Business

HCMC’s trading centers assess COVID-19 risks

VNA
Supermarkets, shopping centres and traditional and wholesale markets in Ho Chi Minh City have assessed their COVID-19 infection risks through a set of evaluation indicators and have set safety measures to meet the city’s requirements.

A Co.opmart in HCMC continues its safety measures to meet the city's requirements for Covid-19 prevention and control. (VNA file photo)

A Co.opmart in HCMC continues its safety measures to meet the city's requirements for Covid-19 prevention and control. (VNA file photo)

The city’s Steering Committee for COVID-19 Prevention and Control launched the assessment tool as part of a programme to help local businesses reopen. 

The city’s Department of Industry and Trade provided assessment guidance to people's committees in all 24 districts and to management boards at wholesale markets, traditional markets, supermarkets and trading centres.

The department also worked with the Department of Information and Communications to inform residents about shopping places that meet the requirements for reopening.

So far, three wholesale markets, 216 supermarkets and 40 trading centres have sent their self-assessment reports to the department.

The People's Committees in 24 districts have reported that 196 out of 197 traditional markets have met the safety requirements. Dinh Market in Hoc Mon district is taking measures to overcome its shortcomings.

From April 28 to May 7, the Department of Industry and Trade in collaboration with the People's Committees in 24 districts checked 17 places to ensure they were applying safety measures. Most of the places met 80 percent of the requirements for operation.

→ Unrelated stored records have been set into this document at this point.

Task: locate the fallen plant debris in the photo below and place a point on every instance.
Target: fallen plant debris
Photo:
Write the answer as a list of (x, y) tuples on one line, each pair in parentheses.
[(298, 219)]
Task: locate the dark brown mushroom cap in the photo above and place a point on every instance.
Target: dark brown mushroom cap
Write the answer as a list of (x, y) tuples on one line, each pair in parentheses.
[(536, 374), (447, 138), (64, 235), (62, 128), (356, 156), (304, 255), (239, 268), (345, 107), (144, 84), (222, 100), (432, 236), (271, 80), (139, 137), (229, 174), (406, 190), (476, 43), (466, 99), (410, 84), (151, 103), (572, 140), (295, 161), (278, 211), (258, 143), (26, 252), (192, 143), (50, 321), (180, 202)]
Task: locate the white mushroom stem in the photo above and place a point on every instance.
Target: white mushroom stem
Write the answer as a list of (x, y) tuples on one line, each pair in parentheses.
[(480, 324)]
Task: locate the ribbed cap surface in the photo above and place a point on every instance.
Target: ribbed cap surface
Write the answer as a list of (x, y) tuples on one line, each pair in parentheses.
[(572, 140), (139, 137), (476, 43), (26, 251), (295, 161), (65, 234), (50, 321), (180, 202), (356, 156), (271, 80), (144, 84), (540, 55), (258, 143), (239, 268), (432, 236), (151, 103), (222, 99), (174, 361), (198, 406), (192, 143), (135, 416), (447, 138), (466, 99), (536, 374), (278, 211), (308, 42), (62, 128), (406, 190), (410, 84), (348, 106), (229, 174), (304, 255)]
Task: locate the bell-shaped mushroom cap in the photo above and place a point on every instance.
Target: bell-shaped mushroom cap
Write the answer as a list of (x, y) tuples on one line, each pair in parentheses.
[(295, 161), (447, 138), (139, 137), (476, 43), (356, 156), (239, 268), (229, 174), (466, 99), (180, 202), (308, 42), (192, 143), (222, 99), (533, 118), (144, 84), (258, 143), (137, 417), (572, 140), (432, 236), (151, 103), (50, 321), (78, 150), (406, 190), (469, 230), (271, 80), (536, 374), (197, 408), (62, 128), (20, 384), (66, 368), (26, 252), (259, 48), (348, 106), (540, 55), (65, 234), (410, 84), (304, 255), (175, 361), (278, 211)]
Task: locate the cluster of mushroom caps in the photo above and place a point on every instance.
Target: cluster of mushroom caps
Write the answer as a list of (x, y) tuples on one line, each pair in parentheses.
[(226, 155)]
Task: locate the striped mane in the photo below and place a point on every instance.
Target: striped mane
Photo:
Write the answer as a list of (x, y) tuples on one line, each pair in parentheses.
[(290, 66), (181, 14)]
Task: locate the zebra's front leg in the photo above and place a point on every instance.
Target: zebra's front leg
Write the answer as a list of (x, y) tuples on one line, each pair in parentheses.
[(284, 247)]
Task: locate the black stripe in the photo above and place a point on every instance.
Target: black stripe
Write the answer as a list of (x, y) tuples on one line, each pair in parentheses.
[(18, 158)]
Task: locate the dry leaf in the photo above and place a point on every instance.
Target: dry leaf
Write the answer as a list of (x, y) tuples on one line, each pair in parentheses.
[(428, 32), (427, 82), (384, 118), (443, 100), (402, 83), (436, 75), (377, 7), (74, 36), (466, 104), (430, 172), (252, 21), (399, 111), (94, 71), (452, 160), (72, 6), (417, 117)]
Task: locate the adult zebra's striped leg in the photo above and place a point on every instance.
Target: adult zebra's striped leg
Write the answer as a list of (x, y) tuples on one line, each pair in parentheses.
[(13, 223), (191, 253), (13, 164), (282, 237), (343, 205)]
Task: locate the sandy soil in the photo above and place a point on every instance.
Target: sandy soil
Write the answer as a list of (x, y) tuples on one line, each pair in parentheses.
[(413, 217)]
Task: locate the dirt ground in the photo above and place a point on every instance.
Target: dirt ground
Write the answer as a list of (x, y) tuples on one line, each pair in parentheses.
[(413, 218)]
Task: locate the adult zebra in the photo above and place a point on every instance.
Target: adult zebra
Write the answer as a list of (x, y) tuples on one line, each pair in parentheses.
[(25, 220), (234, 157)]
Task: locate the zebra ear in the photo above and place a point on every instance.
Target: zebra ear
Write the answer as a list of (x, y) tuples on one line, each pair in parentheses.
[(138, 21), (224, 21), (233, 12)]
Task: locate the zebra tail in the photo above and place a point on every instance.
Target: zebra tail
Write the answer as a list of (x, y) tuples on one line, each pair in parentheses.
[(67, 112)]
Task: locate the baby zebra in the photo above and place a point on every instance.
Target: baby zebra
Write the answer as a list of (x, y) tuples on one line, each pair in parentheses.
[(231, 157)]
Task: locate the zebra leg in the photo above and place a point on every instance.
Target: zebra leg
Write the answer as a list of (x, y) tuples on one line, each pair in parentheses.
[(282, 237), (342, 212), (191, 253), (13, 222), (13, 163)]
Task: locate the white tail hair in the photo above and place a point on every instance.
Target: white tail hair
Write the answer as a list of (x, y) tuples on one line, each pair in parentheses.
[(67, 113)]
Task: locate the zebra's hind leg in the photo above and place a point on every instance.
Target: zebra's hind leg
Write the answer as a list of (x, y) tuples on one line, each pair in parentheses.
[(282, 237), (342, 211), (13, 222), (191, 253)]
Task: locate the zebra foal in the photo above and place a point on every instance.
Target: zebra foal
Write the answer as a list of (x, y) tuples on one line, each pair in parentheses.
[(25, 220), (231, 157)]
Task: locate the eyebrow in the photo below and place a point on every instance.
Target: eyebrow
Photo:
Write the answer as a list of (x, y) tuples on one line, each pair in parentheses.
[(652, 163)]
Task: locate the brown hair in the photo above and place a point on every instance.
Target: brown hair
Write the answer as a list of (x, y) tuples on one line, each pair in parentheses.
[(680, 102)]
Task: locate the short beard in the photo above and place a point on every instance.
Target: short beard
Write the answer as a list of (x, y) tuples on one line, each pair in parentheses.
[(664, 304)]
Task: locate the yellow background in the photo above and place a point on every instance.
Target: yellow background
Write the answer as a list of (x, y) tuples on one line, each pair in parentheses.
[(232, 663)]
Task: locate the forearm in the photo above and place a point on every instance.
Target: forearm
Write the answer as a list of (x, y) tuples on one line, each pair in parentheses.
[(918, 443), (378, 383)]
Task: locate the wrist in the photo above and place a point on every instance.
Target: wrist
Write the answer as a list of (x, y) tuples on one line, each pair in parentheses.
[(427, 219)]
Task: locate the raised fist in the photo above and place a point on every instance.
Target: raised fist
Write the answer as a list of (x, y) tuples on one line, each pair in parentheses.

More than 85 percent of enterprises in the city have been affected by the pandemic, including 87 percent of businesses in the retail sector, according to the city’s Statistics Office.

In the first five months of the year, total retail sales of consumer goods and services have been estimated at VND 506 trillion (US$ 21.7 billion), a decrease of 4.9 percent compared to the same period last year.

Of the figure, retail sales of goods in the year increase of 8.4 percent, accounting for 65 percent of total retail sales of consumer goods and services.

Retail sales of goods are recovering, but are still slow because purchasing power and rental demand have been affected. 

Purchasing power increased by 10-15 percent after the social distancing order was relaxed, with a higher increase at retail channels such as supermarkets, hypermarkets and convenience stores.

In the second quarter, retail and distribution systems have launched promotion campaigns to promote purchases through mobile phones, websites and apps, and have offered attractive delivery policies.

The shift from traditional offline channels to online sales has helped businesses improve revenue.